ThinkParser is intended for use with models which always include <think>...</think> tags but do NOT parse them automatically. This will cause parsing failures if the model does not include <think>...</think> tags, or if the chat template automatically removes <think>...</think> tags. In particular, you should NOT use this parser with Qwen3 or DeepSeek-R1 models.

Class Signature

class ThinkParser(Parser):
    def __init__(self, extract_fn: Callable[[str], str] = lambda x: x)

Parameters

extract_fn
Callable[[str], str]
default:"lambda x: x"
Optional extraction function to further process the parsed text after removing think tags. For example, you can use this to extract boxed answers from math problems.

Methods

parse

Extracts content after the last </think> tag.
def parse(self, text: str) -> str
text
str
required
The text to parse, potentially containing <think>...</think> tags
Returns: The content after the last </think> tag, or an empty string if no </think> tag is found. The result is then passed through extract_fn if provided. Behavior:
  • If </think> is found: Returns everything after the last </think> tag
  • If </think> is NOT found: Returns an empty string (strict enforcement)
  • Whitespace is automatically stripped

get_format_reward_func

Returns a reward function that validates the think tag format in completions.
def get_format_reward_func(self) -> Callable
Returns: A reward function that checks if each assistant message follows the correct format:
  • Must start with <think>
  • Must contain exactly one <think> tag
  • Must contain exactly one </think> tag
  • Must have non-empty content after </think>
The reward function returns the average score across all assistant messages (1.0 for well-formatted, 0.0 for poorly-formatted).

Usage Examples

Basic Usage

import verifiers as vf

# Create parser
parser = vf.ThinkParser()

# Parse text with think tags
text = """<think>
Let me think about this problem.
I need to consider multiple factors.
</think>
The final answer is 42."""

result = parser.parse(text)
print(result)  # "The final answer is 42."

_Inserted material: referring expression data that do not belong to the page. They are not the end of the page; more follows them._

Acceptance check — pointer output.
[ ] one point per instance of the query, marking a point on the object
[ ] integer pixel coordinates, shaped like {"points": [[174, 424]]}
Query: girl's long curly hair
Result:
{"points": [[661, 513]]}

With Custom Extraction Function

import re
import verifiers as vf

def extract_boxed(text: str) -> str:
    """Extract content from \boxed{...}"""
    match = re.search(r'\\boxed\{([^}]+)\}', text)
    return match.group(1) if match else text

# Create parser with extraction
parser = vf.ThinkParser(extract_fn=extract_boxed)

text = """<think>
I need to solve this step by step.
</think>
The answer is \\boxed{42}."""

result = parser.parse(text)
print(result)  # "42"

Using Format Reward Function

import verifiers as vf

parser = vf.ThinkParser()
reward_func = parser.get_format_reward_func()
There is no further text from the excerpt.